# Built-in Modem?



## zanoza (Jul 3, 2008)

Hey everyone,
I have recently moved to a new house for 2 months and the internet connection here is a little weird from what i am used to. At home I have a modem connected to a wireless router so I get internet on both my laptops. Here, I don't have a wireless router so I am having problems connecting my other laptop to the internet.

The connection I have here goes like this: I have a modem in which one plug is connected to the phone socket, and the other is connected through an ethernet cord to my computer. The problem is, I only have one modem. Is it possible to just connect my computer straight to the phone socket? Is there some kind of built-in modem I should have?

I went to look in control panel, and theres an icon there called "phone and modem options" or something like that. I tried to look through the options but I could not figure anything out (it asked me to enter some number and area code or something, which it doesnt ask for when I connect my computer through an outside modem).
Could somebody please tell me if it is possible to do this, and if it is how?
Thanks!


----------



## rosiesdad (Jun 3, 2008)

Sorry, only one modem per dsl/cable line. You need a router or a single box thats a combo router/modem. 2 wire makes a good easy to provision all in one thats wireless to boot. Visit ebay, and do a search for 2wire.


----------



## zanoza (Jul 3, 2008)

rosiesdad said:


> Sorry, only one modem per dsl/cable line. You need a router or a single box thats a combo router/modem. 2 wire makes a good easy to provision all in one thats wireless to boot. Visit ebay, and do a search for 2wire.

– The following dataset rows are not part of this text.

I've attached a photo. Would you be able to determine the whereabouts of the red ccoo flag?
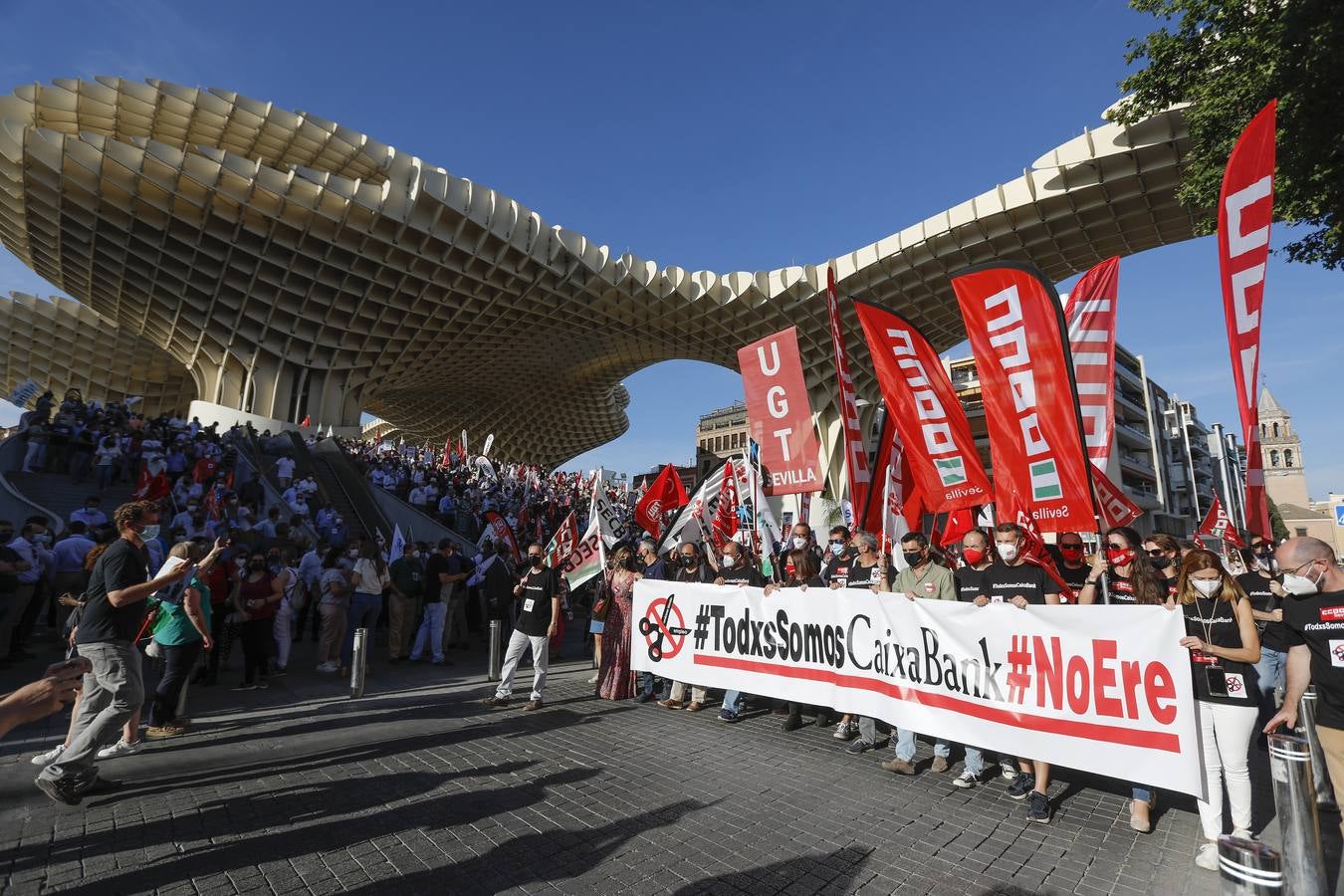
[634,464,691,539]
[1218,100,1278,538]
[952,262,1097,532]
[1199,495,1245,549]
[1064,258,1120,470]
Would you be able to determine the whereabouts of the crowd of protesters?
[0,408,1344,868]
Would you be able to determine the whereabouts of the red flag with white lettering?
[1064,258,1120,472]
[952,262,1097,532]
[1091,464,1144,530]
[826,268,872,508]
[1218,100,1278,538]
[853,303,991,513]
[634,464,690,539]
[1199,495,1245,549]
[738,327,822,495]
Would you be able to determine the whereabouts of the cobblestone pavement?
[0,631,1333,896]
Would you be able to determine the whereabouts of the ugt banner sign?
[630,580,1204,795]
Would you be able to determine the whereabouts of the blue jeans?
[895,728,952,762]
[340,591,383,669]
[1255,646,1287,740]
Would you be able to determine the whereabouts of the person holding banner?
[1176,549,1260,870]
[483,542,560,712]
[977,523,1059,824]
[1236,535,1287,750]
[882,532,957,776]
[1078,526,1175,834]
[659,542,711,712]
[596,546,644,700]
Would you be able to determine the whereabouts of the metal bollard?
[349,628,368,700]
[1268,735,1328,896]
[1297,685,1336,810]
[485,619,504,681]
[1218,834,1283,896]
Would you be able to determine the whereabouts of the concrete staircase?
[5,473,135,528]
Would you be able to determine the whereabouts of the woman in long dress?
[596,547,642,700]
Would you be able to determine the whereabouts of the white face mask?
[1283,572,1325,597]
[1190,579,1224,597]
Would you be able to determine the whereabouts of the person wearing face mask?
[714,542,765,724]
[484,542,560,712]
[233,551,285,691]
[1055,532,1089,603]
[830,530,891,741]
[1144,532,1194,596]
[387,542,425,664]
[821,526,856,588]
[1176,550,1260,870]
[1236,535,1289,750]
[976,523,1059,824]
[882,532,957,776]
[36,501,192,806]
[596,546,642,700]
[659,542,714,712]
[1264,536,1344,833]
[1078,526,1175,834]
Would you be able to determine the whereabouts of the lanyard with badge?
[1190,597,1229,697]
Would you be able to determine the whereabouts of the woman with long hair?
[596,546,644,700]
[1144,532,1190,593]
[1078,526,1175,834]
[1176,549,1260,870]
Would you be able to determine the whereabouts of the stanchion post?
[349,628,368,700]
[1297,685,1336,810]
[485,619,504,681]
[1218,834,1283,896]
[1268,734,1326,896]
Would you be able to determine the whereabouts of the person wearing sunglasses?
[1144,532,1191,593]
[1176,550,1260,870]
[1078,526,1175,834]
[1264,538,1344,831]
[1236,535,1289,750]
[1055,532,1090,603]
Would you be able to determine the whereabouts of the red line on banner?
[695,654,1180,754]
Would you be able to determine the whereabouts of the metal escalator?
[302,431,392,543]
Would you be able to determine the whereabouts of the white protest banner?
[630,579,1204,795]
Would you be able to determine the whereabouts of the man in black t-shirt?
[485,542,560,712]
[36,501,196,806]
[977,523,1059,824]
[1264,538,1344,831]
[1057,532,1090,603]
[1236,535,1287,746]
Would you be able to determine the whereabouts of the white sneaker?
[99,740,145,759]
[28,745,66,767]
[952,772,980,789]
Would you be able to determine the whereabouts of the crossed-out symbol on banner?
[640,593,691,662]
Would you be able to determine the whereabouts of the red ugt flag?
[1218,100,1278,538]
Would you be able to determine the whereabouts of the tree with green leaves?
[1113,0,1344,269]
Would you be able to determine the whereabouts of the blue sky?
[0,0,1344,496]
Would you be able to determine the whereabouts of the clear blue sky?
[0,0,1344,496]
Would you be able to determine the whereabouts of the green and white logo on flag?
[933,457,967,486]
[1026,458,1064,501]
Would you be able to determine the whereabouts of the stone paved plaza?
[0,631,1337,896]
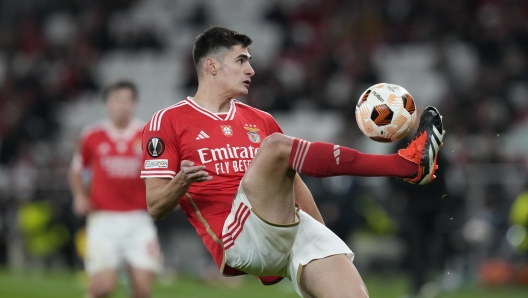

What if I disconnect the other modem, would it be possible to connect through the built in modem?


----------



## Wrench97 (May 10, 2008)

If you have dial up service yes, if it's DSL than no they are a different type of modem.
If you are looking for a wireless connection you could connect a wireless router to your modem, or change the modem to a wireless one supported by your DSL carrier.


----------



## johnwill (Sep 26, 2002)

How about telling us exactly the make/model of this mystery modem.


----------



## zanoza (Jul 3, 2008)

johnwill said:


> How about telling us exactly the make/model of this mystery modem.


It says Siemens speedstream 4100
Ethernet ADSL Modem

Not sure if that is what you meant. 

To the other poster:
I am pretty sure it is a DSL modem... so a wireless router is my only choice? I am not using a dial up connection, so I guess it is DSL

Edit:
Also is there a way to USE my computer as a router. Like connect is to the internet through the modem and then set up a network to which my other lap top can connect? Is that possible or am I just dumb for saying that >.>


----------



## rosiesdad (Jun 3, 2008)

The speedstream 4100 is a dsl modem. You could get a 2wire brand 2700hg-b or 2701hg-b combination router/modem. Loads of them on ebay.
OR you could get a pretty inexpensive router to put behind the speedstream from say walmart or office depot.
For a newbie, the 2wire is way easy.(its both wireless and wired-4ports)


----------



## johnwill (Sep 26, 2002)

I'd go for the plain router, here's an unbeatable deal on an 802.11n model. http://shop4.frys.com/product/5596590


----------